One of the best things about being a blogger (besides unpaid hours editing) is having conversations with people. It’s great because one idea begats another idea which leads to that idea and someone else chimes in and it changes things.
Lauren asked: When trying to get rid of stuff, I just get stuck on the “What if I’ll need this later down the road?” … Any tips on moving past that?
I get a lot of my ideas from the blog Unclutterer which has very specific advice on dealing with all sorts of clutter. If you don’t find an answer try their forums. Another tip is to watch the show Hoarders. You’ll probably start tossing stuff halfway through the episode so don’t watch at someone else’s house!
If that fails answer these questions:
What are the most honest odds I’d use this again?
If you’re saving baby clothes for a second child you’re expecting the odds are pretty good.

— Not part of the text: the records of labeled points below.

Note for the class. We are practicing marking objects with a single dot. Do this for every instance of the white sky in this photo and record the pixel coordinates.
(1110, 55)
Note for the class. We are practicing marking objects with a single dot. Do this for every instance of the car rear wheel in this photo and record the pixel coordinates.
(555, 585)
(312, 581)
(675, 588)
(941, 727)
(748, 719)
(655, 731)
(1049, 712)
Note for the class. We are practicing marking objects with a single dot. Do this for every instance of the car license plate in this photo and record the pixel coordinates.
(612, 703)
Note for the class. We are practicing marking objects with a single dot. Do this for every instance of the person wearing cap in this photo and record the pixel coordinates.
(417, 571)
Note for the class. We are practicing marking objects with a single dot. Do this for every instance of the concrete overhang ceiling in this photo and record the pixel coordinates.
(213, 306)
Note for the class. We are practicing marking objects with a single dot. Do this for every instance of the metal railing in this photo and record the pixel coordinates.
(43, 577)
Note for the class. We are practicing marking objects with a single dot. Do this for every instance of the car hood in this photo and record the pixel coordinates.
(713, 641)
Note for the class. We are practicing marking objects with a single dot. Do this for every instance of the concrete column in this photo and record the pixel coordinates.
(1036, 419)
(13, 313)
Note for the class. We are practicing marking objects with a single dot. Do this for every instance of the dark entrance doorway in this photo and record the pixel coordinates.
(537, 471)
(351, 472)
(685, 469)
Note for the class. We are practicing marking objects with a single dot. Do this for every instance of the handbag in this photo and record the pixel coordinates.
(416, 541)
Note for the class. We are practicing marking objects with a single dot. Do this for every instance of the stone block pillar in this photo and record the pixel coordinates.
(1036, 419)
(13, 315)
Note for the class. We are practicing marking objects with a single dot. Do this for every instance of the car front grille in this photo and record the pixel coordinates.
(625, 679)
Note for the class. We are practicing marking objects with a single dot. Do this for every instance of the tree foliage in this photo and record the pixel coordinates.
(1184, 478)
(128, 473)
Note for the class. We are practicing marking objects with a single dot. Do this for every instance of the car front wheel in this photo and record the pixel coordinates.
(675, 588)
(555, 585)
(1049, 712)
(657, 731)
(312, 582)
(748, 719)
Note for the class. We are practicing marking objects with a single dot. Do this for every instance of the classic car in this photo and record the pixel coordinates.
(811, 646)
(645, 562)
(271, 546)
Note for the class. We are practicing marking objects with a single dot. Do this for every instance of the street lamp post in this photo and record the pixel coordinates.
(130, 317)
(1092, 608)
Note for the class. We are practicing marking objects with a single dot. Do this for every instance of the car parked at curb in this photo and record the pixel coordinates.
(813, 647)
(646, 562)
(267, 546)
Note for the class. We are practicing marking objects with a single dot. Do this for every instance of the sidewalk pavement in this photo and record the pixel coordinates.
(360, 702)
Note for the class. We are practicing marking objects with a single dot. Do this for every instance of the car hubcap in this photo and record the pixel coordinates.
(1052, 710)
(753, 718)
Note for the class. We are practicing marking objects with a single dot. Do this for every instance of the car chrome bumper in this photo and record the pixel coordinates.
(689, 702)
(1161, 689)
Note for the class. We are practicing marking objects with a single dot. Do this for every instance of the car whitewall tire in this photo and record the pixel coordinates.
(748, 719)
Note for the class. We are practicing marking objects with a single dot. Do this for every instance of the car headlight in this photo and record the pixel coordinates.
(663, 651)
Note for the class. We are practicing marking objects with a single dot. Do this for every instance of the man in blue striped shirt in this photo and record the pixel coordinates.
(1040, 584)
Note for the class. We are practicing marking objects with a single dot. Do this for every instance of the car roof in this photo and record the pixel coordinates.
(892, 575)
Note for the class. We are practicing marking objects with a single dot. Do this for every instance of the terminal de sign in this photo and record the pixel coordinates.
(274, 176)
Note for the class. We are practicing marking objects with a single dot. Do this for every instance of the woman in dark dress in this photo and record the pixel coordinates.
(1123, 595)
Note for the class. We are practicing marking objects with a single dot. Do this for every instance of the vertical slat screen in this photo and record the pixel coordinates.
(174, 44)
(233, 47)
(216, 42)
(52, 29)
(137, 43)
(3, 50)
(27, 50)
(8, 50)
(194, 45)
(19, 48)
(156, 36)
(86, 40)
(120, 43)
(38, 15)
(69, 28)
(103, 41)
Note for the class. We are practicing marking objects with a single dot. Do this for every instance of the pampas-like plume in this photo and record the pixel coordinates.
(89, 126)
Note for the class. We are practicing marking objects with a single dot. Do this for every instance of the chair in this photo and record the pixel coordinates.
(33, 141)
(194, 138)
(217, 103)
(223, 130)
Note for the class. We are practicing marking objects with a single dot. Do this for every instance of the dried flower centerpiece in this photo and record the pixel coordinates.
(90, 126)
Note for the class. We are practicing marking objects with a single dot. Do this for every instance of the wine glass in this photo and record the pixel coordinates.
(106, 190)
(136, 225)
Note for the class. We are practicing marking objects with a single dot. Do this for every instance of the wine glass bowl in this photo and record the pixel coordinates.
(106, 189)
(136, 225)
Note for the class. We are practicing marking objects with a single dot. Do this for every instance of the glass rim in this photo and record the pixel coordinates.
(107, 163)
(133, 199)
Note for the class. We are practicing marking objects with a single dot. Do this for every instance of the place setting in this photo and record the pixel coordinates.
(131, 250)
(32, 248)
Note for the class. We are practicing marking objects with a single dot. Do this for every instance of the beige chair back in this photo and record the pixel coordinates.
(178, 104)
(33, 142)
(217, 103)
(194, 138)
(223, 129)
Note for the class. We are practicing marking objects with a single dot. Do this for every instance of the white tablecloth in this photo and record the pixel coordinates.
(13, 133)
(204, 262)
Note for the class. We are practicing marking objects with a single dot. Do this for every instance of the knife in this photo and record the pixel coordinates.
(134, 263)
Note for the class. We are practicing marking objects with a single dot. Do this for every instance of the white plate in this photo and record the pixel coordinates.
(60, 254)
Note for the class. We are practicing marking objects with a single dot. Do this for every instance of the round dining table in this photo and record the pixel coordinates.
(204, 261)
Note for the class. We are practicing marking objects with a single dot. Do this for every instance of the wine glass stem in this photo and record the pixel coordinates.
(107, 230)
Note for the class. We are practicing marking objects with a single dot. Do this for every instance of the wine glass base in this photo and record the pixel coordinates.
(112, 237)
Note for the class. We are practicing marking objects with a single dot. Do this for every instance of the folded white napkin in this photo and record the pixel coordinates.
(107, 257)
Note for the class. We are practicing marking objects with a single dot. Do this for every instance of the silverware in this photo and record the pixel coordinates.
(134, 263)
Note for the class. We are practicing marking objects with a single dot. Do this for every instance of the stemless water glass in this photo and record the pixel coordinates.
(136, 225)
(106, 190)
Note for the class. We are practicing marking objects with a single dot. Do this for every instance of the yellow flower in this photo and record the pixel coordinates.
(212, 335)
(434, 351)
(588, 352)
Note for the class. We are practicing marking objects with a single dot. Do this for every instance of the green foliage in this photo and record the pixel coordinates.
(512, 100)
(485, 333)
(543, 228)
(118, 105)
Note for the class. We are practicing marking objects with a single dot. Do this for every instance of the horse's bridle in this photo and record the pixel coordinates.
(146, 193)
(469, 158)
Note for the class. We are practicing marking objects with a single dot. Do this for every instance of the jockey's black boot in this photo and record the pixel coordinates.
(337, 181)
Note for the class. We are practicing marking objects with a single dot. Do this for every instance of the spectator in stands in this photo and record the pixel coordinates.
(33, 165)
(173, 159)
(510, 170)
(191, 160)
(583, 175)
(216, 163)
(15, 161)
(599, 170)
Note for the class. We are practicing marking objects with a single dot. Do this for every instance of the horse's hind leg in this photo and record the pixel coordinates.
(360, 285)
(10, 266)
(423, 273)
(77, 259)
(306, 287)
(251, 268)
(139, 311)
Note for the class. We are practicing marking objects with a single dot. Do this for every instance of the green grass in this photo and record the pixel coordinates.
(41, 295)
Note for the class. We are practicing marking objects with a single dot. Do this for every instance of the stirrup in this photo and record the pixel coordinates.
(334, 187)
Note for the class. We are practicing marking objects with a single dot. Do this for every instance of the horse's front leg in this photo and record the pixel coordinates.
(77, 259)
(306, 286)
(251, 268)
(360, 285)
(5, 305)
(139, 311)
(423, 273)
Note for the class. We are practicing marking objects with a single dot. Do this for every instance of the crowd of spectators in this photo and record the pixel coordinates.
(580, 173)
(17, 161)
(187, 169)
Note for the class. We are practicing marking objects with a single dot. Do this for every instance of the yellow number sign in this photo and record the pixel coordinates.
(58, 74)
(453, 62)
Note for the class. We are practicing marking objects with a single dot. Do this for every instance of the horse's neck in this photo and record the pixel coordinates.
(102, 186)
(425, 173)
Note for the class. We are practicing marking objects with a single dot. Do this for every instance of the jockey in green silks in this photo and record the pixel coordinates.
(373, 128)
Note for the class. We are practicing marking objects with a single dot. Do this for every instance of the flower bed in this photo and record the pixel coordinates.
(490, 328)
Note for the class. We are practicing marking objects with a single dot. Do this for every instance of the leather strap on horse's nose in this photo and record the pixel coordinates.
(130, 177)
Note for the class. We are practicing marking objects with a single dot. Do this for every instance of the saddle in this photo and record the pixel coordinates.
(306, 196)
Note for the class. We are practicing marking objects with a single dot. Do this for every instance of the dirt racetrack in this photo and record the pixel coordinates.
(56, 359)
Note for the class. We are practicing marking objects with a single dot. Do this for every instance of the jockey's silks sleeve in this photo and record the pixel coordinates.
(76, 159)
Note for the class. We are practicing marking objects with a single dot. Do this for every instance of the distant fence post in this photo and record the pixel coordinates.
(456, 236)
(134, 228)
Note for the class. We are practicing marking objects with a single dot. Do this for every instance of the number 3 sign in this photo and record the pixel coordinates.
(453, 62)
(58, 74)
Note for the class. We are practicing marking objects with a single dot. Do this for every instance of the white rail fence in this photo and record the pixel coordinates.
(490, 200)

If you have your college textbook on communication including a sidebar anticipating the “inter-web” then the odds are bad.
Don’t save things “just in case” – put a very specific purpose and timeline on the item. For example, I’ll save the box for my laptop for 1 year in case of a warranty problem. I have a basket of cards and empty the basket once a year, only saving the ones that truly make me smile.
Is it cheap or easy to replace?
Yellow Post-it Notes: easy
High School Diploma: hard
White athletic socks: easy
Home movie of Junior learning to walk: hard
If you’re on the fence about donating or tossing something but could replace it for under $5 with very little trouble don’t hold onto it. Some things have immense personal meaning or are truly unique – those things you can keep.
Is it easily stored or take up lots of room?
Baby’s footprint from the hospital: easy
12 years of art projects from school: hard
Wood skewers for summer grilling: easy
Turkey deep fryer and 12 gallons of peanut oil: hard
Do you have the room? Remember that everything that takes up space costs you to store (rent or mortgage cost), time and energy. Even if something is “useful” if you resort to storing it behind the toilet, under the sofa, in the dryer when it’s off, or it just sucks your mental energy to look at and takes too much time to clean, move and figure out: get rid of it.
Finally, ask yourself “am I avoiding something?” Are you keeping baby clothes because your youngest is going into high school and you don’t want to accept you won’t have another infant? Does that stack of paintings from college connect you to your lifelong dream of becoming an artist? Can you throw away a leaking pen knowing you have the financial security to buy another if you need it? Can you donate something and accept you made a mistake buying it but that mistake is in the past?
Also beware of saving something “for” someone else. If you never get around to sending it then it’s just holding onto guilt. Before you gather that collection of articles or artifacts for a friend or relative call and ask if they really do need or want it. Information that’s outdated, cumbersome or no longer needed can be tossed guilt free.